Some 43% of farmland is leased in Maryland, where the Chesapeake Bay cleanup has made conservation a pressing issue.

“It’s really important that conservation practices be considered and implemented on these lands because they do play such a significant role,” said Nancy Nunn, assistant director of the Harry R. Hughes Center for Agro-Ecology at the University of Maryland.

Getting conservation practices on rented land comes down to the provisions in the lease, Nunn said Nov. 3 during the Chesapeake Watershed Forum presented by the Alliance for the Chesapeake Bay.

The lease can set a standard for the farming that will be done, addressing specific practices such as reduced tillage, no-till and riparian buffers. A conservation plan can even be attached to the lease, said Sarah Everhart, senior legal specialist at the University of Maryland Agriculture Law Education Initiative.

The farmer will want to make sure the landowner is on the same page about the meaning of those farming terms and practices. Even NRCS, the shorthand for USDA’s conservation agency, may be unfamiliar to nonfarming landowners, Nunn said.

When the question of conservation practices comes up, the landowner should start by defining their goals for the property. The owner may want to maximize profit, keep the land in good shape for future generations, or make changes to benefit the environment, Nunn said.

Based on first-hand knowledge of the property, the farmer can contribute ideas for environmental improvements.

The lease should spell out what the landowner and farmer will contribute to the project and what each will get out of it, Nunn said. This includes whether one party or both will pay for the implementation, and who will receive any government payments for the work. If the farmer is expected to maintain a project such as a riparian buffer, that should be noted as well.

“If it matters, it should probably be in the lease,” Nunn said.

When negotiating over a parcel owned by multiple people — as when parents leave the farm to their children — the farmer should establish which of the owners is the spokesperson, Nunn said. Otherwise, miscommunication and disappointment could ensure.

Some government cost-share programs require that both parties share risk, so a crop-share lease may be useful instead of a fixed cash lease.

At the same time, the landowner should know that USDA payments can increase their tax obligations, Everhart said. It’s better to learn that ahead of time than get a surprise tax bill.

To compensate the farmer for maintenance costs, Everhart said, the landowner could provide a discount on the rent (not necessarily the popular choice with landlords), a share in the government payments, or a nonmonetary incentive such as an extended lease term.

One barrier to conservation work is the length of the lease.

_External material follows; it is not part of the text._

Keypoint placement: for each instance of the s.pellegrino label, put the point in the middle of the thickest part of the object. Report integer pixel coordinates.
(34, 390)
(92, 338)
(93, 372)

Farmers on one-year deals are often hesitant to invest in land they may or may not have come spring.

Everhart is working to change landowners’ thinking.

“If you move from a year-to-year to a four- or five-year lease, that farmer’s going to farm that land differently. They’re going to farm that land more like they do with their home farm,” she said. “And sometimes that really hadn’t occurred to landowners.”

A lease can provide the farmer with a measure of assurance even if the landowner plans to sell the farm at some point. The farmer could get a right of first offer or first refusal, Everhart said. An option to renew the lease after so many years is another alternative to a long term.

Though the parties may be afraid of upsetting an arrangement that is working well, they should revise the lease as warranted as the years go by.

“It only is going to be helpful for both parties if it’s actually reflective of what’s going on on the farm,” Everhart said.

The University of Maryland has resources for conservation work on leased farmland at go.umd.edu/conservationleasing.